От духовного наследия, как и от культурных традиций, нельзя отказаться: их можно гуманизировать и цивилизовать. Но эта задача не решается революционным путём. На нашем опыте мы убедились в этом сполна. Герцен в своё время возмущался, что западные революционеры ведут борьбу «лишь для того», чтобы жить не хуже богатых классов, а вовсе не с целью построить «новое» общество. Строить наново оказалось участью русских радикалов. Совсем наново. Так поступать могут только дети и подростки, не имеющие даже понятия (исторически не выработалось!), что такое «наследство», дети, у которых вся жизнь впереди. Отменив частную собственность, большевики отменили принцип цивилизационного, последовательного, преемственного развития. Паллиативы вроде борьбы Ленина с Пролеткультом, сохранения Большого театра, введения в школьную программу Пушкина и Толстого (должным образом препарированных и откомментированных) только высвечивали картину всеобщего одичания, когда произошёл тотальный отказ — и от «никому не нужных» отцов, и от «устарелых» западных дядей, смерть которых казалась неизбежной с сегодня на завтра. Поэтому если Пётр и Пушкин усвоили России Запад как наше общее с Европой прошлое, то после Октябрьской революции воскресла традиционно-варварская, нигилистическая идея о нашем безусловном превосходстве над Западом, благодаря отсутствию у нас исторических традиций, благодаря нашей детскости. Маяковский писал: «Другим странам по сто. // История — пастью гроба. // А моя страна — подросток, — // твори, выдумывай, пробуй!»

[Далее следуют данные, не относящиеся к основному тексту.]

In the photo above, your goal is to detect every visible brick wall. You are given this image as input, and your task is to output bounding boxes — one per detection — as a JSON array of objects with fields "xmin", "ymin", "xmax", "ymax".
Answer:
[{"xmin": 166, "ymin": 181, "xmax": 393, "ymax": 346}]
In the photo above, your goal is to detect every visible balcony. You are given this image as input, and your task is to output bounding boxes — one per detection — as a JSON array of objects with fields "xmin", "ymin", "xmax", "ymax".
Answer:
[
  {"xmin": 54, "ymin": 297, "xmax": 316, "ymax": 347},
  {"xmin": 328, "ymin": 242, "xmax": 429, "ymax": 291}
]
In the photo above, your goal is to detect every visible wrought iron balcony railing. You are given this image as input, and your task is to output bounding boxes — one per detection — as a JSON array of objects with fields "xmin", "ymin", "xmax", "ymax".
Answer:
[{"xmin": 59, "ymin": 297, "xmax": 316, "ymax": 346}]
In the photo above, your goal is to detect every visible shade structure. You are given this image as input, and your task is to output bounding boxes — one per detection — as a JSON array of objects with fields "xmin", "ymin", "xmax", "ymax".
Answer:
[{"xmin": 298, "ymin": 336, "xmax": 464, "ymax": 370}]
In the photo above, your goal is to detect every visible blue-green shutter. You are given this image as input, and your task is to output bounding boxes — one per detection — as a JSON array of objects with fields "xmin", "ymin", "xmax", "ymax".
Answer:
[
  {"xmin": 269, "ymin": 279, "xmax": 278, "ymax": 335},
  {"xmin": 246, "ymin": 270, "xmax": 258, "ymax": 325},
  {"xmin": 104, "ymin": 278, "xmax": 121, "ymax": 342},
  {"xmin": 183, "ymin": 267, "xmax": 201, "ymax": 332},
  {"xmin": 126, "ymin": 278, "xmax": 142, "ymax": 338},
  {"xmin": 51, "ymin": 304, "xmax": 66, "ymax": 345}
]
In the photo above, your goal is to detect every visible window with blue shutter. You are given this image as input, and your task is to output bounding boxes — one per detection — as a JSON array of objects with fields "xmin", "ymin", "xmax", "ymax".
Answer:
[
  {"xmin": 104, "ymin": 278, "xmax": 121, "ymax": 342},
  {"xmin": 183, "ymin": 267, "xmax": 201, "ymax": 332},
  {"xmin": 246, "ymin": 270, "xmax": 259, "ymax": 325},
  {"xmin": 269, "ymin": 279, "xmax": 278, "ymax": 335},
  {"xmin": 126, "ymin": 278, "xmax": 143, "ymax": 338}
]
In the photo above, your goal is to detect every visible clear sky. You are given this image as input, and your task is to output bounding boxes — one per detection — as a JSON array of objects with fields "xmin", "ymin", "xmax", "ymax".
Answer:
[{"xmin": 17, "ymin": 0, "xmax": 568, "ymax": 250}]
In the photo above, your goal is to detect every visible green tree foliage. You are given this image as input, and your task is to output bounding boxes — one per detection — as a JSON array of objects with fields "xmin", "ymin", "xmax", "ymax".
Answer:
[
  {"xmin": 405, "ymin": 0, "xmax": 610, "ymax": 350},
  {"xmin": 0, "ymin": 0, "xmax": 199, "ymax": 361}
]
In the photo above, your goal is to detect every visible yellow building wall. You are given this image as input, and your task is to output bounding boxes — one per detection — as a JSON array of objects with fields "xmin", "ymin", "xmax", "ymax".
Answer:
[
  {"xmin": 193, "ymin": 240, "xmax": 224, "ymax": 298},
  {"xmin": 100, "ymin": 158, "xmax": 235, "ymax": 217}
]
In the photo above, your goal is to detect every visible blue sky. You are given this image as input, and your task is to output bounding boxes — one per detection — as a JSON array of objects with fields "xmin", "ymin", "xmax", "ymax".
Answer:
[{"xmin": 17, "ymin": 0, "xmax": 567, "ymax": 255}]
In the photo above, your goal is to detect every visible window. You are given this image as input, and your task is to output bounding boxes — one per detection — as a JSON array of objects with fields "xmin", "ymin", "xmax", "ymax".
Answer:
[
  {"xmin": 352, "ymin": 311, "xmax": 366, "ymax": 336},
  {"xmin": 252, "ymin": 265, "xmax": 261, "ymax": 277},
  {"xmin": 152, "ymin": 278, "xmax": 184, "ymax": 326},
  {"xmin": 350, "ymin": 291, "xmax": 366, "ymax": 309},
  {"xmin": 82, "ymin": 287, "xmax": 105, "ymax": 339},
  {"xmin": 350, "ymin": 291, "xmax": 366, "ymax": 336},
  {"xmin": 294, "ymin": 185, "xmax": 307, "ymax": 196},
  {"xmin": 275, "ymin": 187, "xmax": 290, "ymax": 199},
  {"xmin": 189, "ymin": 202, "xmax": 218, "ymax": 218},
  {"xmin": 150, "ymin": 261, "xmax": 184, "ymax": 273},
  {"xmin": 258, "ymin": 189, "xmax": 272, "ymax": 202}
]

5. О необходимости взрослости...
Итак, спустя тысячу лет развития Россия — по-прежнему «подросток». Об этом писал в 1918 году и Василий Розанов, но с удивлением и тоской:
«Страшно, дико: но, проживя тысячу лет — мы всё ещё считаем себя “молодыми”, “молодою нациею”»{416}.
Однако ощущение это, что нам ещё всё только предстоит начать, как я уже говорил, коренится в глубокой традиции культуры без наследства. Недоверие к собственному прошлому рождает веру в великое будущее. Но где гарантии этого величия? Константин Леонтьев звучит здесь скептичнее и желчнее любого западника:
«Разве решено, что именно предстоит России в будущем? Разве есть положительные доказательства, что мы молоды. <...> Тысячелетняя бедность творческого духа ещё не ручательство за будущие богатые плоды»{417}.
Аналогично в середине прошлого века отношение А. С. Хомякова к рассуждениям о «детской восприимчивости» России:
«Утешительный вывод: девятисотлетний рост будущей обезьяны»{418}.
Эти ламентации — реакция на бесконечные попытки каждый раз начать всё заново.
Вряд ли такое состояние общества говорит об устойчивости цивилизационных завоеваний. Склонность к постоянным перерывам в развитии свидетельствует скорее не о молодости, а о духовной невзрослости, об определённой, многократно опробованной культурой защитной реакции против усложнения социума. Разговоры о нашей исторической юности возникали в результате нежелания знать своё реальное прошлое, пусть скверное, не красящее, но действительно бывшее. Гораздо легче и спокойнее, как это и делает подросток, придумать себе красивую биографию, создать руками официозных борзописцев историко-олеографическую родословную России. Но это псевдоистория.
Реальная история возникает там, где есть развитие и взросление, то есть неложное знание о себе и преодоление себя. Это-то и есть подлинное и плодотворное восприятие традиции, позволяющее не бояться и традиции нигилизма.